Esas No: 2022/4878
Karar No: 2022/5679
Karar Tarihi: 09.05.2022
Yargıtay 9. Hukuk Dairesi 2022/4878 Esas 2022/5679 Karar Sayılı İlamı
Özet:
Davacı, Bakanlığa bağlı bir merkezde çalışırken 696 sayılı Kanun Hükmünde Kararname ile kadroya geçtiğini ve ücretinin kadroya geçmeden önce belirlendiği halde daha sonra düşürüldüğünü ileri sürerek fark ücret, prim, ikramiye, fazla çalışma ücreti, yol-yemek ücreti vb. alacaklarını talep etmiştir. İlk Derece Mahkemesi, davanın kısmen kabulüne karar vermiştir. Ancak, Bölge Adliye Mahkemesi önceki kararı kaldırmış, Daire de davacının taleplerinin kısmen reddedilmesi gerektiği kararı vermiştir. Dosyadaki belgelere göre, davacının temel ücreti her dönem açıkça belirlenmemiştir ve kadroya geçiş sonrasında ücretinde düşüş gerçekleştirilmiştir. İşçi aleyhine yapılan bu düzenleme, yazılı olarak işçiye bildirilmeden ve onayı alınmadan yapıldığından geçerli değildir.
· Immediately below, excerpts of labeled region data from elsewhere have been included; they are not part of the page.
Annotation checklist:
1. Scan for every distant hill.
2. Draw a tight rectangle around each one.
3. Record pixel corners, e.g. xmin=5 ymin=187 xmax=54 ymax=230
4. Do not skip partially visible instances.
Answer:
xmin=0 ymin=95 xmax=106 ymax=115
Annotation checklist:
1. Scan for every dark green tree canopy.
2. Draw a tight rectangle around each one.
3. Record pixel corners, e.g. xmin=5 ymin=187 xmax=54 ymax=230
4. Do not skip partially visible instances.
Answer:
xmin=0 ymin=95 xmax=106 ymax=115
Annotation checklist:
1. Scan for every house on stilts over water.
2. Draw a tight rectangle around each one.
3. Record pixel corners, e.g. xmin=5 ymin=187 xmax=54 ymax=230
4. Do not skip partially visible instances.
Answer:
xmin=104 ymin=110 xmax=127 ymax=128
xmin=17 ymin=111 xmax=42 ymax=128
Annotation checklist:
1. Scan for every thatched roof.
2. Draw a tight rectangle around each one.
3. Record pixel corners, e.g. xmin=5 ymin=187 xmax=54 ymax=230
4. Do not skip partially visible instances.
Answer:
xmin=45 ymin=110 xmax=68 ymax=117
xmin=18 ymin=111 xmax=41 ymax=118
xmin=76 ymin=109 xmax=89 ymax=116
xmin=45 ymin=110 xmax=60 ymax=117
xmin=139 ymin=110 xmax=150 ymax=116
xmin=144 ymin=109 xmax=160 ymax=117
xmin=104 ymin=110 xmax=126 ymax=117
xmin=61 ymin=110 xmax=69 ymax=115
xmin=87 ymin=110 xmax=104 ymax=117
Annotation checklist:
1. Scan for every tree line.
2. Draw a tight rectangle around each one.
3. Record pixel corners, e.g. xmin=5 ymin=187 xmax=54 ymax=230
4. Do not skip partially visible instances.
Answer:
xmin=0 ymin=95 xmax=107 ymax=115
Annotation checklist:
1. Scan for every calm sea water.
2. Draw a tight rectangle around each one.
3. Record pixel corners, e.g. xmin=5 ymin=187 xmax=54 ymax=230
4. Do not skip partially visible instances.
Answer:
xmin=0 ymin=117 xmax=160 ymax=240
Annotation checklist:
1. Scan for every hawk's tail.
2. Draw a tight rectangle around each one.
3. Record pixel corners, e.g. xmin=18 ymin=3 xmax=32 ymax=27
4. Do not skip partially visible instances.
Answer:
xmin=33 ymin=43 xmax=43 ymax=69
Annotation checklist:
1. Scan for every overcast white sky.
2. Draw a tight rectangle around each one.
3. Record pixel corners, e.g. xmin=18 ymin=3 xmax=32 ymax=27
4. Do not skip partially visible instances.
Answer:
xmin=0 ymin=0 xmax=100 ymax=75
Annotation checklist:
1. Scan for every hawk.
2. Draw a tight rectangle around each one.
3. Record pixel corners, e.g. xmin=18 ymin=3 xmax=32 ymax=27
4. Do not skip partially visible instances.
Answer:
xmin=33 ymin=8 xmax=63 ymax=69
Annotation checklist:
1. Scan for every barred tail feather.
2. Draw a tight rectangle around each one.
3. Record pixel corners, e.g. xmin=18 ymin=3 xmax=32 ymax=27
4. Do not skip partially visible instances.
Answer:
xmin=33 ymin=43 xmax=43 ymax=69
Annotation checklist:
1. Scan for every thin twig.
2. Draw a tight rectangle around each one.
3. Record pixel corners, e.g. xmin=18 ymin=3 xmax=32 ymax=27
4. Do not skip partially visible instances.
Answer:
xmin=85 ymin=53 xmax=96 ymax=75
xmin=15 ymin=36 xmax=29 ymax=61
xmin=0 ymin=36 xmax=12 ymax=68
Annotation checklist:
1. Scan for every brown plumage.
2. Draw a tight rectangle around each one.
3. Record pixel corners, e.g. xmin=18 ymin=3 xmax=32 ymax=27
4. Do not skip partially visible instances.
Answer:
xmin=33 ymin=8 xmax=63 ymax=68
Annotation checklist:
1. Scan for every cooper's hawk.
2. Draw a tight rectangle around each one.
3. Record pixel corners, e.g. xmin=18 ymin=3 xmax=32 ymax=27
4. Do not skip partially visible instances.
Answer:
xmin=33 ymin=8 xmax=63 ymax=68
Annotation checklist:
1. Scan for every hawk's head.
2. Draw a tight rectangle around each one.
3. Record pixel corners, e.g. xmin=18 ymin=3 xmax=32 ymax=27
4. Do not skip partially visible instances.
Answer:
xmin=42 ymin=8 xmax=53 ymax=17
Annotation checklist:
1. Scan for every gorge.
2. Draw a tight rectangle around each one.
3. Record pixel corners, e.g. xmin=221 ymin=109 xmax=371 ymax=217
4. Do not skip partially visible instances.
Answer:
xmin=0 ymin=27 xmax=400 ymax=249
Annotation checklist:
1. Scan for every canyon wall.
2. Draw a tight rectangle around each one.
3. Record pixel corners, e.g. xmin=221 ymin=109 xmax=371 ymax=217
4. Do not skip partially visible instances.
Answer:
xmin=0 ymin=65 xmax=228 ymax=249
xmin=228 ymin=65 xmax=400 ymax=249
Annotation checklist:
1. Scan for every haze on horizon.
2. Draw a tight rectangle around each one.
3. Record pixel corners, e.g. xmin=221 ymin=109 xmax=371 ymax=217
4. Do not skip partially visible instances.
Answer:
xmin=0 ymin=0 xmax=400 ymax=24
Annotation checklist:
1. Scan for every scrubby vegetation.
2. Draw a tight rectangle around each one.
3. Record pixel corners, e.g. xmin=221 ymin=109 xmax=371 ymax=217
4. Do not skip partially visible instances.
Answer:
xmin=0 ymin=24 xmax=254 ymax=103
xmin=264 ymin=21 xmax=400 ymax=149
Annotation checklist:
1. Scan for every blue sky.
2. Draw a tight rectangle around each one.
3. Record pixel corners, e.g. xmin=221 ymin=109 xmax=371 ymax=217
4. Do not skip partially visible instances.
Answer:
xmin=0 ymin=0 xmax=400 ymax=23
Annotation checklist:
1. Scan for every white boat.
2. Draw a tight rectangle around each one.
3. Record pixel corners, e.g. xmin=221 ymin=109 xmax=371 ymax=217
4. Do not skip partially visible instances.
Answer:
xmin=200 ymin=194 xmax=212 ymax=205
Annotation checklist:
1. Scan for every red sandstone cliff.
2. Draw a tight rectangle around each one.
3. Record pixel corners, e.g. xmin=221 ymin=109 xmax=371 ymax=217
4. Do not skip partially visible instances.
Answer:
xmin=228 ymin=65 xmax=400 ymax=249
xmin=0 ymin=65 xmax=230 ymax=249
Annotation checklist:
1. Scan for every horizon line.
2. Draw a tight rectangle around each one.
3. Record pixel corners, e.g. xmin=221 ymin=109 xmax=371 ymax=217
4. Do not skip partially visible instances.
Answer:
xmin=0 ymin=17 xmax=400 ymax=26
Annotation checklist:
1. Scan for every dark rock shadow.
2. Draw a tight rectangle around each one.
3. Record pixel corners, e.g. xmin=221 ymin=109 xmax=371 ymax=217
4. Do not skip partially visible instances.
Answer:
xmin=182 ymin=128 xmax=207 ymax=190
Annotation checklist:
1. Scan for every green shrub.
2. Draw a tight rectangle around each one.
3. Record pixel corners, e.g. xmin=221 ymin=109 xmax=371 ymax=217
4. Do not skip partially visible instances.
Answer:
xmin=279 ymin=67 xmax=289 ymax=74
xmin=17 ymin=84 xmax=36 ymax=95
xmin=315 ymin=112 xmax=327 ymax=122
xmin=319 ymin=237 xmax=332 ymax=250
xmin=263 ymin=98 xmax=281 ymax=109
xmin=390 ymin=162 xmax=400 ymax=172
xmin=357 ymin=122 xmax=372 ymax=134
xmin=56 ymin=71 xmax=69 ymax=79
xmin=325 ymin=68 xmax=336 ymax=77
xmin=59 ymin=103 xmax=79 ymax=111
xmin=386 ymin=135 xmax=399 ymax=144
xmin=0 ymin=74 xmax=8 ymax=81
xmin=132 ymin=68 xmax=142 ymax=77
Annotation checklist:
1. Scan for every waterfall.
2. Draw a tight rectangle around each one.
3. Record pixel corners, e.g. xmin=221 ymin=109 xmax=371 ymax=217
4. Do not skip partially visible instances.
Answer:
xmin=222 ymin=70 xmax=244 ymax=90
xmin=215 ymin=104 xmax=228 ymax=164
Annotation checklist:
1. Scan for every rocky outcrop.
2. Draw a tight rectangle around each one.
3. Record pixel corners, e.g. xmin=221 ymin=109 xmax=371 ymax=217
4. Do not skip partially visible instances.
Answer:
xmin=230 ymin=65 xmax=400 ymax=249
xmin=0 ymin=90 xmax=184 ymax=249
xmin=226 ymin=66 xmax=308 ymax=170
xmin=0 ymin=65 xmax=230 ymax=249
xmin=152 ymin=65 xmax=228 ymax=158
Bu nedenle, Mahkeme fark ücretlerindeki düşüşü dikkate alarak karar vermelidir. İlgili kanun maddeleri: 696 sayılı KHK, 375 sayılı KHK, 4857 sayılı İş Kanunu'nun 22. ve 62. maddeleri.
"İçtihat Metni"
MAHKEMESİ :İş Mahkemesi
DAVA TÜRÜ : ALACAK
Taraflar arasında İlk Derece Mahkemesinde görülen ve istinaf incelemesinden geçen tespit-alacak davasında verilen karar hakkında yapılan temyiz incelemesi sonucunda, Dairece Bölge Adliye Mahkemesi kararının kaldırılmasına ve İlk Derece Mahkemesi kararının bozulmasına karar verilmiştir.
İlk Derece Mahkemesince bozmaya uyularak yeniden yapılan yargılama sonucunda; davanın kısmen kabulüne karar verilmiştir.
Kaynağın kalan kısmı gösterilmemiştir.